Sangeeth Cooray

Personal information
- Born: 15 March 1995 (age 31) Colombo, Sri Lanka
- Source: ESPNcricinfo, 15 December 2016

= Sangeeth Cooray =

Sri Lankan cricketer (born 1995)

Sangeeth Cooray (born 15 March 1995) is a Sri Lankan cricketer. He made his first-class debut for Saracens Sports Club in the 2015–16 Premier League Tournament on 4 December 2015.

His exploits for Colts, in both first-class and List A, have culminated with Sri Lankan Board, Emerging Players, and Sri Lanka ‘A’ inclusion in recent years.

In June 2019, he struck scores of 88 and 61 for the latter against their Indian counterparts. He was then involved with the Emerging Players Tri-Series the following month. In March 2020, he also showed his all-round prowess, bagging the wicket of Keaton Jennings during England’s tour of Sri Lanka.

In March 2018, he was named in Dambulla's squad for the 2017–18 Super Four Provincial Tournament. The following month, he was also named in Dambulla's squad for the 2018 Super Provincial One Day Tournament. In August 2021, he was named in the SLC Greys team for the 2021 SLC Invitational T20 League tournament.

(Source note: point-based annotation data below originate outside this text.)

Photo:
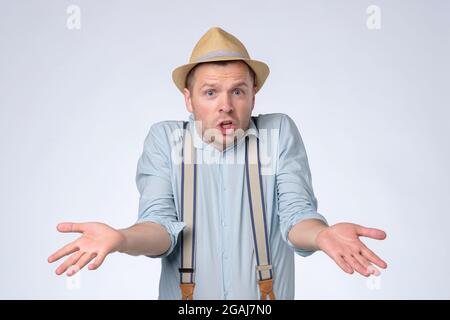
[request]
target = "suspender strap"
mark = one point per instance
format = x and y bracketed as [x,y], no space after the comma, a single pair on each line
[258,217]
[188,206]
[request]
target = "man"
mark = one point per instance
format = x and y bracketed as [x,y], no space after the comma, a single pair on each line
[219,87]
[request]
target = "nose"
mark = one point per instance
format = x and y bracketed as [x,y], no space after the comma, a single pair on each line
[226,104]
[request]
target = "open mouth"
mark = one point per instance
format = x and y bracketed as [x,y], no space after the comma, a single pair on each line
[227,127]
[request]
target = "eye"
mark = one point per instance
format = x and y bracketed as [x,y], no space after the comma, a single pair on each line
[237,91]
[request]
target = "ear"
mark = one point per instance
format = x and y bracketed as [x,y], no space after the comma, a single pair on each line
[187,100]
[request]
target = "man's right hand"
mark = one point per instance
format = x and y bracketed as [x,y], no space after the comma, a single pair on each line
[97,241]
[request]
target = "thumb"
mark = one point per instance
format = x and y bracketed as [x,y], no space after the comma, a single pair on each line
[70,227]
[371,233]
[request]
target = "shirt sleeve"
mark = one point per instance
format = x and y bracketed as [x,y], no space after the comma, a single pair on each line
[296,200]
[153,180]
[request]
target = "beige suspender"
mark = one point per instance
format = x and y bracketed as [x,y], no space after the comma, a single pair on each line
[257,215]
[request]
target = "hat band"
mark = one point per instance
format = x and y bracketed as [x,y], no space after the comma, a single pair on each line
[220,53]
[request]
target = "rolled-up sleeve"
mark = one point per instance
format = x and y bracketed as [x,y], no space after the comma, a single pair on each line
[296,200]
[153,180]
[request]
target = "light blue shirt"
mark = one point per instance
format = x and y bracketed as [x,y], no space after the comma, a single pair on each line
[225,259]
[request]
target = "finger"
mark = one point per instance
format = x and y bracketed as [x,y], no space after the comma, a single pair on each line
[64,251]
[371,233]
[372,257]
[84,260]
[355,265]
[364,262]
[343,265]
[70,227]
[98,261]
[70,261]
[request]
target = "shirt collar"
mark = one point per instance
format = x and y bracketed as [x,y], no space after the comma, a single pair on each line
[200,144]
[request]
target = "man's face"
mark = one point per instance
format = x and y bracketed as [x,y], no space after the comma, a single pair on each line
[221,93]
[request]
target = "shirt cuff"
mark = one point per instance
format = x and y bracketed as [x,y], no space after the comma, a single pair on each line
[297,219]
[173,228]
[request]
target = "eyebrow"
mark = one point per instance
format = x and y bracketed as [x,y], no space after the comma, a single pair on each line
[211,84]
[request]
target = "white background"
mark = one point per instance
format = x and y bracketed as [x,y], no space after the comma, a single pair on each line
[372,107]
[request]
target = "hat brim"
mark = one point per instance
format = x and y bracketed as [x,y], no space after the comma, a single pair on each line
[260,68]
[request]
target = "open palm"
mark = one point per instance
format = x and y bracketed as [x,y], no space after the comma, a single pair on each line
[341,242]
[97,241]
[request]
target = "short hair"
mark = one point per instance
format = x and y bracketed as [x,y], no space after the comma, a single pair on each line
[190,75]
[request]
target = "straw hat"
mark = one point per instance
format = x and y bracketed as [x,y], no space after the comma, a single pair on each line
[219,45]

In the 2022 Major Clubs 20-Over Tournament, he scored 381 runs, including innings of 145, 100 and 64 and was named Best Batsman. He was also named Best Batsman at the 2025 Sri Lanka Cricket Awards for the Major Clubs 50-Over Tournament.

In the Nepal Premier League, Cooray represented Janakpur Bolts and received the award for Most Boundaries in a 2025 NPL qualifier match.